Батухан посмотрел на майора с восхищением.
2
Мамы дома еще не оказалось. Она бегала по поручению сына и разносила по городу всеми доступными средствами нужные разговоры. Она умеет умно обделывать подобные дела. Неназойливо. И в очереди на почте пару фраз бросит, и там же почтальону знакомому пожалуется, а потом обойдет родственников и попросит действовать так же, как она. И город будет дышать этими слухами, пульсировать ими и ждать продолжения.
В большой комнате Шерхана встретила Гульчахра. Сидит за столом на его обычном месте – на месте хозяина, и не встала, чтобы поздороваться. Выглядит сердито.
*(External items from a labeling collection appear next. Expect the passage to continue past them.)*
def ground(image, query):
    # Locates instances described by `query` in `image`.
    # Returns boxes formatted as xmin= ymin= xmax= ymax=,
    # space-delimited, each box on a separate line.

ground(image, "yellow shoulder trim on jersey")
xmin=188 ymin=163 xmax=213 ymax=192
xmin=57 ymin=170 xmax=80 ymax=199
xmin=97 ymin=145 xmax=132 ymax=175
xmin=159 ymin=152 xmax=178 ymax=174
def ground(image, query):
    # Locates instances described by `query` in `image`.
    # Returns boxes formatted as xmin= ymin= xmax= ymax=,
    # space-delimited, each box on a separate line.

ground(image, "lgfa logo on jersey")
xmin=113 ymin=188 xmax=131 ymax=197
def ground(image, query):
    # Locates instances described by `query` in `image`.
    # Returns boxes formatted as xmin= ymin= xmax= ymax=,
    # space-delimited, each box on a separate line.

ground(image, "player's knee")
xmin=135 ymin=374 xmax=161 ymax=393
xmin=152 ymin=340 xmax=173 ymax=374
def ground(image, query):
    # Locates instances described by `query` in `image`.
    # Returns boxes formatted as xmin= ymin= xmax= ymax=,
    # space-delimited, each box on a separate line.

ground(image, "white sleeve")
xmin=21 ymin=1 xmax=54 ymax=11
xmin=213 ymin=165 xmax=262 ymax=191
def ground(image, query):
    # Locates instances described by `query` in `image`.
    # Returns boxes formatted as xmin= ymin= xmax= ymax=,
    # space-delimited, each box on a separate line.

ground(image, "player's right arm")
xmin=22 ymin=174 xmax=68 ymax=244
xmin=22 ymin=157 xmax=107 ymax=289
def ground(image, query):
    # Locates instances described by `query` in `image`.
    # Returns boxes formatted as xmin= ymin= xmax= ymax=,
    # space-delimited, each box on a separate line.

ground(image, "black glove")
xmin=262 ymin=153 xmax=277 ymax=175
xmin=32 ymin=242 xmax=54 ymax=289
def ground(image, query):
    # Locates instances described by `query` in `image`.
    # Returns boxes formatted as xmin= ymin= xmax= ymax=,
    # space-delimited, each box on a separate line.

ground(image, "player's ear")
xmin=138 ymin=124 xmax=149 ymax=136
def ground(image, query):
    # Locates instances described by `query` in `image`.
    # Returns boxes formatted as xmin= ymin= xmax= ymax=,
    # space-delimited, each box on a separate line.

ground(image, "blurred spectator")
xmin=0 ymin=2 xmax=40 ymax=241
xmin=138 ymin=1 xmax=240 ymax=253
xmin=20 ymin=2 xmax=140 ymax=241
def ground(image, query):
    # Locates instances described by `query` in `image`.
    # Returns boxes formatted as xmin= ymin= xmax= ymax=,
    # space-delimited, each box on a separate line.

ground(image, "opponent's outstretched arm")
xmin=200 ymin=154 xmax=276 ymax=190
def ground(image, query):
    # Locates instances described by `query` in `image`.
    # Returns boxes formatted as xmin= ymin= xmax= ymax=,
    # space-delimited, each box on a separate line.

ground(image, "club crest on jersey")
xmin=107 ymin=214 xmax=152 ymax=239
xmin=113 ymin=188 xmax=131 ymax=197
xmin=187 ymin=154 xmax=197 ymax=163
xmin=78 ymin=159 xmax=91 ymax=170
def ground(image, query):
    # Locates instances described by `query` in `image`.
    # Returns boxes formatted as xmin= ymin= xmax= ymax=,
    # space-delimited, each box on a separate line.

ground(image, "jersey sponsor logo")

Но голос пренебрежительный, высокомерный:
– Что с тобой опять случилось? Показывай…
Его больно резанул тон сказанного. И возмутил. Хоть бы пожалела. И не показывала бы своего недовольства. Не тот случай. Вела бы себя и как жена, и как врач…
– Ты кто? Министр здравоохранения? – непривычно для нее грубо, почти злобно ответил Шерхан.
Недавняя обида всплыла снова и загорелась ярче. На фоне своего возвышения захотелось и жену поставить на место. Чтобы это была жена, а не правительница министра. Нет у нее причины чувствовать себя настолько недостигаемой. Не он от нее, а она от него зависит во всех отношениях. И то, что он иногда потакал дурным сторонам ее характера, вовсе не значит, что он будет потакать всегда и постоянно.
Густые брови Гульчахры медленно поползли вверх. Она к такому обращению не привыкла, и хотела уже было посмотреть на мужа Медузой Горгоновной [12], как он про себя звал ее в такие минуты, и взорваться длинной, не очень связанной тирадой, как это бывало обычно, но Шерхан проявил равнодушие, повернулся и прошел дальше, в спальню, чтобы переодеться. Против равнодушия она бороться не умеет и задохнулась, должно быть, в собственных чувствах, потому что он ее не услышал из спальни. А когда вышел в халате, жены уже не было. Куда она ушла, его сейчас заботило мало.
Он включил компьютер, вышел в Интернет и снова занялся поиском подходящих по цене вариантов. Однако цены его неприятно поразили. Оказалось, что пятьсот тысяч баксов – это ничтожно мало для серьезного дела. Ничего, можно добавить и свои деньги. Примерно на такую же сумму он потянуть сможет. Можно также найти людей, которые пожелают вложить средства в строительную промышленность республики. Главное, чтобы они не вкладывали больше, чем в состоянии вложить он. Тогда управление из его рук не уйдет.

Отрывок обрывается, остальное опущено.